Méléagre se leva. Sans un regard pour Néoméris. Il arpenta la plage, boitant légèrement à la recherche de ses hommes. Aidé par Polydamas, il les compta, fit aussi la liste des vivres et inspecta le navire.
Pendant ce moment, Néoméris observa l'île. Elle ne la reconnut pas. Dans aucune des légendes qu'elle avait entendues, elle n'avait vu une telle masse verdoyante. Une jungle en proie aux bêtes. Derrière le rideau de végétation qui s'élevait avec la ronde douceur d'un sein, la façade blanche d'une bâtisse, lézardée à plusieurs endroits. On pouvait voir découpé dans la verdure un toit arrondi en cuir luire, une fenêtre ensevelie sous le lierre, une salle où un arbre avait pris racine. C'était comme si le palais avait grandi en même temps que l'île. Comme s'il était organique. Un frisson d'horreur parcourut Néoméris. Elle comprit qu'ils ne devaient pas approcher cet endroit. Et même fuir l'île.

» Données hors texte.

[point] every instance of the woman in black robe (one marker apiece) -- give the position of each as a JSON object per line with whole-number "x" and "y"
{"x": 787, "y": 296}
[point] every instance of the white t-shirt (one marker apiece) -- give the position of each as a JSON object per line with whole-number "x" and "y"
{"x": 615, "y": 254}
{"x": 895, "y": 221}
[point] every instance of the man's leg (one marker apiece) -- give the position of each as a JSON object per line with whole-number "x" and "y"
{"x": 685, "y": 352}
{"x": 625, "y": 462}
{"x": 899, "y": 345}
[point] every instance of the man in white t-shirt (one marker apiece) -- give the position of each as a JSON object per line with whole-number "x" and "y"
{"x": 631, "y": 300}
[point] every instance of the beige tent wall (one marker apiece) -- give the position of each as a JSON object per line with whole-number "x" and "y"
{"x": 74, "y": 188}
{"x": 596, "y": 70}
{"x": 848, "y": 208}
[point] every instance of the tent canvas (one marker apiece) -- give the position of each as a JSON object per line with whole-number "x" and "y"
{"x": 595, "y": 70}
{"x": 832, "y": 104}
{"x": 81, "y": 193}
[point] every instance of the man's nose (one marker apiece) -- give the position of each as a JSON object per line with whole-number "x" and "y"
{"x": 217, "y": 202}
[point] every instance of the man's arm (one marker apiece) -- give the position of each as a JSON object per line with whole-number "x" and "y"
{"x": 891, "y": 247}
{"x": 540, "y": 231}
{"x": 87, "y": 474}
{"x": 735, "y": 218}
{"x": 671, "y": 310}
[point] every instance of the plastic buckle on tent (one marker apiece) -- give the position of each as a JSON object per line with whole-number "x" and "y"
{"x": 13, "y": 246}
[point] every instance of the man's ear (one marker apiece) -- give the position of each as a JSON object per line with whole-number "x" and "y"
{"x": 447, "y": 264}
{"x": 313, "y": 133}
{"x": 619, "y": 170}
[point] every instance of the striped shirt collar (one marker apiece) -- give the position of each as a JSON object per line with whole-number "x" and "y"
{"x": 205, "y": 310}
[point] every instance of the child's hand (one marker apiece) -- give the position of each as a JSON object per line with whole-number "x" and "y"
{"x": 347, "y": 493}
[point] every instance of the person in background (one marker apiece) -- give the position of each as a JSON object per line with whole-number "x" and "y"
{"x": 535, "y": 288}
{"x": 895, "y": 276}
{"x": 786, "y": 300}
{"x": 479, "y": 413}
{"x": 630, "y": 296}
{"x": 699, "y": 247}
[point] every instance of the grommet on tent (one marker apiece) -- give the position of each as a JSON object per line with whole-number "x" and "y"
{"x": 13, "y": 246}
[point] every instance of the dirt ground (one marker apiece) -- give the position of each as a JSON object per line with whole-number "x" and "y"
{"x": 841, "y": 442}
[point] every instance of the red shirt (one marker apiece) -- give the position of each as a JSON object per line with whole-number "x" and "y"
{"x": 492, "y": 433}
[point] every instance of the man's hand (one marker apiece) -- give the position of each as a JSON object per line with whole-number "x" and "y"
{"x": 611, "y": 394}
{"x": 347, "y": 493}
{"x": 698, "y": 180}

Elle fit volteface pour en parler à Méléagre. Le général se tenait au milieu de la plage, entouré par ses hommes qui attendaient ses ordres. Il les sonda de son regard chaleureux qui tomba sur la jeune femme. Elle fit un pas dans sa direction, il détourna la tête. Mais, Polydamas l'avait vue. Il pointa son doigt vers elle :
— Enfant du malheur ! Tonna-t-il. Tout ceci est ta faute !
Les marins se tournèrent comme un seul homme vers Néoméris. Elle recula et ses pieds trempèrent dans l'eau salée :
— Général, continua le chef des gardes, je sais qu'elle t'a endormi. Elle a usé de ses sorts sur toi et a trompé ta vigilance. Mais, s'il te reste une once de raison, je t'en prie écoute ma voix et celle de tes hommes. Nous te prions de ne plus la croire. Elle est maudite. Elle nous a entraîné à l'opposé des autres, nous a pris au piège et nous a enfermé sur cette île aussi maudite qu'elle ! Son sacrifice lèvera notre malheur.
Néoméris ouvrit la bouche pour répondre. Sa voix resta bloquée dans sa gorge. Elle venait de croiser le regard de Méléagre. Qu'importe ce qu'elle dira, le général ne la croyait plus. Il était passé de l'autre côté. Elle était devenue à ses yeux cette femme maudite qui allait les conduire à la mort en passant par le chemin des souffrances. Il la haïssait.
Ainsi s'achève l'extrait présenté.